Les avocats du Colonel Bienvenue LAMAH, actuellement détenus à la Maison centrale de Conakry, ont probablement alerté le 23 février 2026 le Procureur général près de la Cour d'appel de Conakry. Dans leur courrier, ils dénoncent des « faits de nature délictuelle susceptibles de fausser le cours du procès » relatifs aux événements du 28 septembre 2009.
Des certificats médicaux remis en question
La défense s'est particulièrement penchée sur le cas de Bangaly Diane, partie civile affirmant avoir été blessée par balle lors des manifestations. Selon les conseils du Colonel LAMAH, le rapport médical présenté par M. Diane, établi à l'Hôpital National Ignace Deen, comporte une incohérence notable.
« Le document indique textuellement : « Le patient déclare que c'est le 15/04/2008 qu'il a reçu une balle de guerre dans le genou gauche » », notent les avocats. Pourtant, à l'audience, le plaignant a soutenu avoir été blessé le 28 septembre 2009, soit plus d'un après la date mentionnée dans le certificat. La défense considère cette divergence comme une « tentative d'escroquerie au jugement ».
Anachronismes et incohérences documentaires
Les conseils de LAMAH pointent également des anomalies dans des documents attribués à la Polyclinique de Dixinn. Certains certificats datés de 2009 comportent des numéros de téléphone à neuf chiffres, avec les préfixes 622 et 625, alors que la réforme nationale du plan de numérotation n'a été mise en œuvre qu'en avril 2013.
De plus, la Polyclinique de Dixinn n'était pas encore officiellement créée à l'époque indiquée sur les documents.
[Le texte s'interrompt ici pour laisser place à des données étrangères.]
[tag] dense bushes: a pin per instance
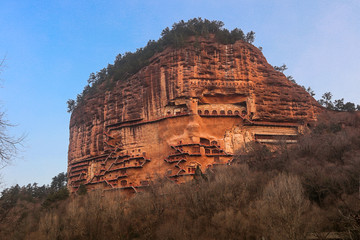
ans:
(130, 63)
(278, 192)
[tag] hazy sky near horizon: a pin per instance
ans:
(51, 47)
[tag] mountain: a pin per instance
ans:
(187, 110)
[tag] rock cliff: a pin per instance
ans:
(189, 109)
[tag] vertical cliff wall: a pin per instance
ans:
(188, 109)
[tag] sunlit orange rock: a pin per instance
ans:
(188, 108)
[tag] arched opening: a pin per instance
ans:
(123, 183)
(204, 141)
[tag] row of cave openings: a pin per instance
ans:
(222, 112)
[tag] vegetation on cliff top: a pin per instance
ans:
(130, 63)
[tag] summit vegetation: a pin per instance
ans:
(130, 63)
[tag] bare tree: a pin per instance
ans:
(8, 144)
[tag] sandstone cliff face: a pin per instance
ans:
(189, 109)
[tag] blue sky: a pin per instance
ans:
(51, 47)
Pour les avocats, « la simultanéité de ces anomalies laisse supposer une confection postérieure des pièces ».
Divergences graphiques suspectes
Autre point soulevé par la défense : des certificats médicaux émanant du CHU de Conakry présentent des têtes et identités graphiques très différentes, alors qu'ils sont censés provenir d'une seule administration. Les avocats estiment que cette « absence d'uniformité » constitue « un indice sérieux de fabrication artisanale et séparée de documents falsifiés ».
Une demande de poursuites et d'enquête
S'appuie sur les articles du Code pénal relatifs à la tentative d'escroquerie au jugement, au faux et usage de faux et aux faux certificats médicaux, la défense du Colonel LAMAH demande au Procureur général
l « d'ordonner l'ouverture immédiate d'une enquête » et que les pièces contestées soient « placées sous-main de justice en vue de poursuites pénales contre leurs auteurs et complices ».
À ce jour, aucune réaction officielle du parquet n'a été communiquée. Le procès des événements du 28 septembre 2009 se poursuit devant le Tribunal criminel de Dixinn à Conakry.